It’s a hard and time-consuming task for a DBA to provide developers with development and test copies of a ‘production’ database. Nevertheless, both the development and operations team have a shared interest in stopping as many data-related ‘bugs’ as possible from reaching the production system. This requires team to perform integration, performance and acceptance testing, with a database that matches production as closely as possible, from as early as possible in the development cycle.
However, what if the database you need to copy is terabytes in size? Or contains sensitive data that can’t be copied outside the production environment? Or you need to deliver and refresh copies of a large database to multiple SQL Server instances, across your development and test environments? Quickly you’ll find that the traditional, often manual, database provisioning mechanisms, such as restoring backups, struggle to cope with these demands.

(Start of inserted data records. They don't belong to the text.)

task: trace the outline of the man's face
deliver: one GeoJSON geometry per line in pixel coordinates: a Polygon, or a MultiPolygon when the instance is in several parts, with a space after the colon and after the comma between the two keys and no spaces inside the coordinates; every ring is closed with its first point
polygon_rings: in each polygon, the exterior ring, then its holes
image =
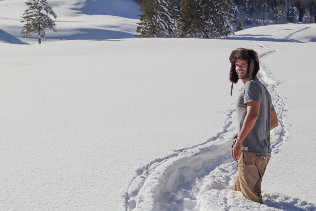
{"type": "Polygon", "coordinates": [[[236,72],[239,79],[250,78],[248,75],[248,62],[246,60],[239,60],[235,63],[236,72]]]}

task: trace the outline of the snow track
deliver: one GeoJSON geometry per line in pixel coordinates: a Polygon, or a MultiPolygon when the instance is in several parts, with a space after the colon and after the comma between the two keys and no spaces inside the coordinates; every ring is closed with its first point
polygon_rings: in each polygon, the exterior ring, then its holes
{"type": "Polygon", "coordinates": [[[302,29],[300,29],[299,30],[298,30],[297,31],[296,31],[295,32],[293,32],[292,33],[291,33],[291,34],[288,34],[287,35],[287,36],[285,36],[285,37],[284,37],[283,38],[283,40],[284,41],[286,41],[286,40],[288,40],[289,39],[289,38],[290,38],[290,37],[291,37],[292,36],[293,36],[295,34],[296,34],[296,33],[297,33],[298,32],[301,32],[302,31],[304,31],[304,30],[306,30],[306,29],[308,29],[308,28],[309,28],[309,27],[304,27],[304,28],[302,28],[302,29]]]}
{"type": "MultiPolygon", "coordinates": [[[[278,115],[279,126],[271,134],[272,153],[278,153],[288,139],[289,125],[284,120],[287,103],[277,90],[282,82],[262,60],[280,50],[252,42],[266,49],[259,55],[258,76],[269,90],[278,115]]],[[[230,155],[232,138],[237,131],[235,112],[230,111],[222,131],[204,143],[175,151],[138,168],[124,195],[122,210],[315,210],[314,204],[281,194],[264,192],[266,205],[246,200],[232,190],[237,172],[237,163],[230,155]]]]}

Fortunately, it turns out that we can exploit the technological advances that underlie virtualization to make the database provisioning process a simpler, quicker task. SQL Clone was designed by people who had to rapidly deliver database improvements. It was done to get over the time and network resources needed to do the necessary testing. It was designed for other teams in the same predicament but is more generally useful within development where every developer is working on an isolated instance of the database that must be kept up to date with the version in source control. It does this by exploiting the existing virtualization technology within Windows in a creative way to nail a specific DevOps problem.
This piece is designed to get you started with SQL Clone, and should be read alongside the Getting Started Guide, which provides deeper details on SQL Clone installation and configuration. You’ll also find it useful to read Best practices for SQL Provision.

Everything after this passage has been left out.